An applicant with a history of mild head injury (simple concussion) may be considered as having a condition that is not of aeromedical significance if:

  • A detailed history by the ME supports a diagnosis of mild head injury;
  • A review of all medical records pertaining to the head injury by the ME supports a diagnosis of mild head injury. This is to include duration of PTA and LOC;
  • A review of any CT scan original report indicates absence of any abnormality;
  • The applicant is asymptomatic and there are no cognitive or mood sequelae;
  • A full neurological examination by the ME is normal;
  • 3 months or more has lapsed since the mild head injury;
  • In doubt the ME should readily consult with CAA.

Moderate TBI

An applicant with a history of moderate head injury should be considered as having a condition that is of aeromedical significance if unless:

  • A detailed history by the ME supports a diagnosis of moderate head injury; and
  • A review of any medical records pertaining to the head injury by the ME supports a diagnosis of moderate head injury; and
  • A CT scan was performed at the time of the injury and the original report indicates absence of any abnormality; and
  • There is a good clinical recovery and there are no cognitive or mood sequelae; and
  • A full neurological examination by the ME is normal; and
  • A neurologist report concludes to the absence of sequelae or elevated risk of seizure;
  • 2 years or more have lapsed since the moderate head injury; or
  • A previous AMC has considered the case in details and concluded favourably;
  • In doubt the ME should readily consult with CAA.

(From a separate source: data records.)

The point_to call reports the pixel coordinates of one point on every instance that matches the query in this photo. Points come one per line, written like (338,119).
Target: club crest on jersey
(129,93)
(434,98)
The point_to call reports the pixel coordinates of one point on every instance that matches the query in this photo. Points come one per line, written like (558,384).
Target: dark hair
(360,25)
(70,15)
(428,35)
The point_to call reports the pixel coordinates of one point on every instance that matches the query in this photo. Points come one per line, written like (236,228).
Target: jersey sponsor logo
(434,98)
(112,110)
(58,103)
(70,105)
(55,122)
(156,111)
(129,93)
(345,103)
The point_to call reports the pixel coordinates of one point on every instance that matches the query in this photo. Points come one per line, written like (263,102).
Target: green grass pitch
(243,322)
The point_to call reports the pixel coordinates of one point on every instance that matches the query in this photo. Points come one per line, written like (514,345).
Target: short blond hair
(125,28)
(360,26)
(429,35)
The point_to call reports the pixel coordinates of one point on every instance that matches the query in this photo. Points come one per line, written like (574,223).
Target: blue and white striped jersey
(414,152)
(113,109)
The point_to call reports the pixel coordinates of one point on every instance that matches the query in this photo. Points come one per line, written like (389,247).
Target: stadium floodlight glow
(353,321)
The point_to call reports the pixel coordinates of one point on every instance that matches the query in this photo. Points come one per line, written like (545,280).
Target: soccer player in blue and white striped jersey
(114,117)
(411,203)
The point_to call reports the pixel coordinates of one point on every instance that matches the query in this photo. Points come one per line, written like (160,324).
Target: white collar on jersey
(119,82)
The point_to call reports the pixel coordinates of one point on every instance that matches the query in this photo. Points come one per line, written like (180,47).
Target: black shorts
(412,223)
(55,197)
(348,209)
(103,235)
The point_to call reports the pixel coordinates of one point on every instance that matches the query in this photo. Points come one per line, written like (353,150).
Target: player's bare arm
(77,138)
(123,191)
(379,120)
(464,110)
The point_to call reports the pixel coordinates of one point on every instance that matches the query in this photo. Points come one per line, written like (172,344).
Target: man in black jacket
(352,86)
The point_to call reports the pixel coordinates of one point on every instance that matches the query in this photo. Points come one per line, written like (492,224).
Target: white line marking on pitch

For clarification a moderate head injury occurring within the past two years should generally be considered as being of aeromedical significance and handled via the flexibility process. This is to ensure correct classification of the head injury and resulting risk.

Severe TBI

An applicant with a history of severe head injury should be considered as having a condition that is of aeromedical significance unless:

  • A previous AMC has considered the case in detail and concluded favourably, allowing a return to flying, perhaps with restrictions; and
  • More than 10 years have lapsed since the injury;
  • There has been no change in the medical condition since the AMC.

Applicants with documented structural brain injury, or evidence of intracerebral bleeding will generally not be considered for a return to flying until 5 to 10 years, or possibly more time has elapsed.